Intelligent Systems Program, University of Pittsburgh, Pittsburgh, PA, United States.
Department of Pathology, University of Pittsburgh, Pittsburgh, PA, United States.
J Biomed Inform. 2011 Dec;44 Suppl 1(0 1):S17-S23. doi: 10.1016/j.jbi.2011.04.009. Epub 2011 May 6.

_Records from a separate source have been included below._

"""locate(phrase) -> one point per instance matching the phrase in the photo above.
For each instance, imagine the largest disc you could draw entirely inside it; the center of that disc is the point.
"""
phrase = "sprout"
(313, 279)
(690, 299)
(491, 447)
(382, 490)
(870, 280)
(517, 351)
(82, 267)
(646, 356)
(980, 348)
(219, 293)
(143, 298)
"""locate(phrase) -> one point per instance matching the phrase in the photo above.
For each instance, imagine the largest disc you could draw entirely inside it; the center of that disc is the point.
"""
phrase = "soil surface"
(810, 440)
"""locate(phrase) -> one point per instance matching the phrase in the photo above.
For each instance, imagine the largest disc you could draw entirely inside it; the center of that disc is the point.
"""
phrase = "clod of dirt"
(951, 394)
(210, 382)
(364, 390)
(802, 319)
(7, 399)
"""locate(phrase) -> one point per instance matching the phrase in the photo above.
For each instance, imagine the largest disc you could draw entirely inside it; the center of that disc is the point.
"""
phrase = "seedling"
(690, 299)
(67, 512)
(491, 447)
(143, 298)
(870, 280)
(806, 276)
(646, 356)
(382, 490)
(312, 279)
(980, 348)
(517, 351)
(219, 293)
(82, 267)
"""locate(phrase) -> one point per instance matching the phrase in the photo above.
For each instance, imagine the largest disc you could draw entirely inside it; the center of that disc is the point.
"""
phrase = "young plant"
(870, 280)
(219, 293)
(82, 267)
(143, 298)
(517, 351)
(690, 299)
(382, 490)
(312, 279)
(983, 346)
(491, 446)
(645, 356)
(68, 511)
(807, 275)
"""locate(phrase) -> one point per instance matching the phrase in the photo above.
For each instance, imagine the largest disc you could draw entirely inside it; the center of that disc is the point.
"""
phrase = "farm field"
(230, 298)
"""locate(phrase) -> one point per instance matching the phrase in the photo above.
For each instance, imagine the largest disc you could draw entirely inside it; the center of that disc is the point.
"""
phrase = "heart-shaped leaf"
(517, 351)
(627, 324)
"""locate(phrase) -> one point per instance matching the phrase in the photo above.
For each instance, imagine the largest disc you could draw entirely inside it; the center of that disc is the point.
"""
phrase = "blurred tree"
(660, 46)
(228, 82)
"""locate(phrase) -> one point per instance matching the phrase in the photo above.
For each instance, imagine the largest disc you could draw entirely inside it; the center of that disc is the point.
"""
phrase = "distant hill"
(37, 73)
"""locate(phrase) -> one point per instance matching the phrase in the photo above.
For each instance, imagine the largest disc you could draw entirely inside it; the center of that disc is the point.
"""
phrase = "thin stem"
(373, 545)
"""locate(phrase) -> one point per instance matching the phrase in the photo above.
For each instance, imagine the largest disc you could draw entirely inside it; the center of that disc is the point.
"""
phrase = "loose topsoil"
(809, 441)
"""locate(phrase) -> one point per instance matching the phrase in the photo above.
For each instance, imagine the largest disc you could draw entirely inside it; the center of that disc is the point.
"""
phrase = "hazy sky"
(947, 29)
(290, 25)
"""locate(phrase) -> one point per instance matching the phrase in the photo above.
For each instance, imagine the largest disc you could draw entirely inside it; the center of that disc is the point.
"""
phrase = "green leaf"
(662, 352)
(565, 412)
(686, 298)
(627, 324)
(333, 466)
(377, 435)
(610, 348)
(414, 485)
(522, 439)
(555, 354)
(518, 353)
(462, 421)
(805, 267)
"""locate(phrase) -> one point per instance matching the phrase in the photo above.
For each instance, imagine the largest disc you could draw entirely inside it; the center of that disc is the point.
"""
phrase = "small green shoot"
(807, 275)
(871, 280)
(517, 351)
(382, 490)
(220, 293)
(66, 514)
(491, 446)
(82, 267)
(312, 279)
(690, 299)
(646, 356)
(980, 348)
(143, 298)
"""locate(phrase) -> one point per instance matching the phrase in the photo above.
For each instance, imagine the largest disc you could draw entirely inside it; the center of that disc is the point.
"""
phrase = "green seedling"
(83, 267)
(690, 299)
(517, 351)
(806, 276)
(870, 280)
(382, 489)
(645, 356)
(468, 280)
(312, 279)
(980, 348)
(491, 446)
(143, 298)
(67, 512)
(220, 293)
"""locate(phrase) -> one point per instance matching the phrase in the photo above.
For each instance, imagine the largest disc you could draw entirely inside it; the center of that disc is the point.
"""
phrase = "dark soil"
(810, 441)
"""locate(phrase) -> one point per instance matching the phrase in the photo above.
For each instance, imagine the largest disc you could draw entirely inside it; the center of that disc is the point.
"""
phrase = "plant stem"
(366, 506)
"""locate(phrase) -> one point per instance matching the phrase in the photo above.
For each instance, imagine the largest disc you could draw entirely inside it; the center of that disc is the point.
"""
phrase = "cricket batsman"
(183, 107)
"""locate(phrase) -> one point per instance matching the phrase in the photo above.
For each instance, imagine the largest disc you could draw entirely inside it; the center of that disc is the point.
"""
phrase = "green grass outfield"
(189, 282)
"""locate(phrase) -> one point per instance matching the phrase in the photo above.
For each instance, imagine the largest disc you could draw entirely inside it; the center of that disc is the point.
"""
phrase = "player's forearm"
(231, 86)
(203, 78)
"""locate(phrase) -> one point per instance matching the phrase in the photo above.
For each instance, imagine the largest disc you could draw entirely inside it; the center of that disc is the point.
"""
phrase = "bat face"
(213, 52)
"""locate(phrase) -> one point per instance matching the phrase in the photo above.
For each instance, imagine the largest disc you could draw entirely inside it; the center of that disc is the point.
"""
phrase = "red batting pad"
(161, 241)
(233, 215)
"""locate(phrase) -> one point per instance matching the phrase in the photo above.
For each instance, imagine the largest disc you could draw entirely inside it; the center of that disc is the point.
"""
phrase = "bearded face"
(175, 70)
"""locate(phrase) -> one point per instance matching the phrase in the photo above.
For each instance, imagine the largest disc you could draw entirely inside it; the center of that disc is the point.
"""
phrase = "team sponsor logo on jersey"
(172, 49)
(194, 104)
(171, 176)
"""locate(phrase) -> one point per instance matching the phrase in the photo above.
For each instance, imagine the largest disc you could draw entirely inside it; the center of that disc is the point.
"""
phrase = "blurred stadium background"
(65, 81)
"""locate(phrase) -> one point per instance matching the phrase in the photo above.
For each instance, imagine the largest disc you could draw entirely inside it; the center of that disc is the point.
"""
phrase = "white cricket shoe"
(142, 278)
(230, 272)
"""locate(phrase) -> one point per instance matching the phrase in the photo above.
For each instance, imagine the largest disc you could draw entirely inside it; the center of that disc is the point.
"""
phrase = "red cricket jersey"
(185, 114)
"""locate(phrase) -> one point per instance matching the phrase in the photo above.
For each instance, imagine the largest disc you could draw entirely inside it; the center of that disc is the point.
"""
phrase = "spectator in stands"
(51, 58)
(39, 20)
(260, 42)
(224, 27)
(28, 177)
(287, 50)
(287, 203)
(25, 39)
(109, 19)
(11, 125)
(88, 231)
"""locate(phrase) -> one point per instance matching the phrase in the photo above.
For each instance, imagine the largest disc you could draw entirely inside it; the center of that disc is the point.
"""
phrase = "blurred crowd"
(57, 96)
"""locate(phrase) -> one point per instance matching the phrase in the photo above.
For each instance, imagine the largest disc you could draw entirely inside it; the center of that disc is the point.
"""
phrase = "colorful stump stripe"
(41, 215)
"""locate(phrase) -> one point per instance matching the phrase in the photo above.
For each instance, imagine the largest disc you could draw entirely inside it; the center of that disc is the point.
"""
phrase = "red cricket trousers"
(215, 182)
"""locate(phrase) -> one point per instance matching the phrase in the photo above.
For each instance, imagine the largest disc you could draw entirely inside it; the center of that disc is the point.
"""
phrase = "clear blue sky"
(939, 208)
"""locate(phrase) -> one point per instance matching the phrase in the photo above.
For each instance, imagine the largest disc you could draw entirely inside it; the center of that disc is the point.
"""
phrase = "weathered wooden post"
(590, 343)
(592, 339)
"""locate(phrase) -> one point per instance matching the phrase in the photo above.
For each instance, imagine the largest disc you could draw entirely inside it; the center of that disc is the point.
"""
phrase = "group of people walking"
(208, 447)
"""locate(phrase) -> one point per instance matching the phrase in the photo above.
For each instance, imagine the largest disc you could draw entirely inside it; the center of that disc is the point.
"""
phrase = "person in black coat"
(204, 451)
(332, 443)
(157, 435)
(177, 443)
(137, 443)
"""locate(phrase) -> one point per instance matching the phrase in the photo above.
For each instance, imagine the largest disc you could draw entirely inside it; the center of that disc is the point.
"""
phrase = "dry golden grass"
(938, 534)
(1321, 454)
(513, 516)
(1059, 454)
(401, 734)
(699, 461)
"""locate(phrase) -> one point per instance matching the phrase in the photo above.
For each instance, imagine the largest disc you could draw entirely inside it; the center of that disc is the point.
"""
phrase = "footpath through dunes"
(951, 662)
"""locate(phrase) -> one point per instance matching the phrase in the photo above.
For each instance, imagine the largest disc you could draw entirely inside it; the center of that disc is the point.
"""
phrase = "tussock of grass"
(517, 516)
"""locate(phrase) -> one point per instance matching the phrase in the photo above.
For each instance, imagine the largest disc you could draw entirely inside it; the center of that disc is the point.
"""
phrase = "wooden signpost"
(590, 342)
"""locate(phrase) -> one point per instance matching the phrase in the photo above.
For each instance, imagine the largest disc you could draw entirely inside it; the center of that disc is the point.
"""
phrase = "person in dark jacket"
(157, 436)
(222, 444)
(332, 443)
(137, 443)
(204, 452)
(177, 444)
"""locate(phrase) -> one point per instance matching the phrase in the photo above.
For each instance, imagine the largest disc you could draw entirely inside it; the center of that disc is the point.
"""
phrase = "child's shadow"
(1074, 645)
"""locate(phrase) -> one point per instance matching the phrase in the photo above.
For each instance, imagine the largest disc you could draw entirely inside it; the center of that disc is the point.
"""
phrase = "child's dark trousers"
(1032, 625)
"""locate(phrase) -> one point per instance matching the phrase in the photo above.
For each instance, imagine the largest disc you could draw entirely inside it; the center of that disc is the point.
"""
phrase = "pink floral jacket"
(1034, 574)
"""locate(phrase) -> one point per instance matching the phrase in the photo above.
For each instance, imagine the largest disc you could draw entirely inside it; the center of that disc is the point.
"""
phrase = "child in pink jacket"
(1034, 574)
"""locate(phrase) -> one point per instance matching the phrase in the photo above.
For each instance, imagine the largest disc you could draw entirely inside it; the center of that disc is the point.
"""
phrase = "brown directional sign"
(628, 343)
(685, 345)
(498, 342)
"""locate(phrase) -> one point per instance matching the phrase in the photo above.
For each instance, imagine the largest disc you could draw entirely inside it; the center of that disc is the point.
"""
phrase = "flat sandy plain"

We present a novel framework for integrative biomarker discovery from related but separate data sets created in biomarker profiling studies. The framework takes prior knowledge in the form of interpretable, modular rules, and uses them during the learning of rules on a new data set. The framework consists of two methods of transfer of knowledge from source to target data: transfer of whole rules and transfer of rule structures. We evaluated the methods on three pairs of data sets: one genomic and two proteomic. We used standard measures of classification performance and three novel measures of amount of transfer. Preliminary evaluation shows that whole-rule transfer improves classification performance over using the target data alone, especially when there is more source data than target data. It also improves performance over using the union of the data sets.
我们提出了一个新的框架,用于从相关但分开的生物标志物分析研究中创建的数据集中综合发现生物标志物。该框架采用了可解释的、模块化的规则的先验知识,并在新数据集上的规则学习过程中使用这些规则。该框架包括两种从源数据到目标数据的知识转移方法:整体规则转移和规则结构转移。我们在三个数据集对(一个基因组和两个蛋白质组)上评估了这些方法。我们使用了分类性能的标准度量和三种新的转移量度量。初步评估表明,整体规则转移比单独使用目标数据更能提高分类性能,尤其是在源数据多于目标数据时。它也优于使用数据集的并集。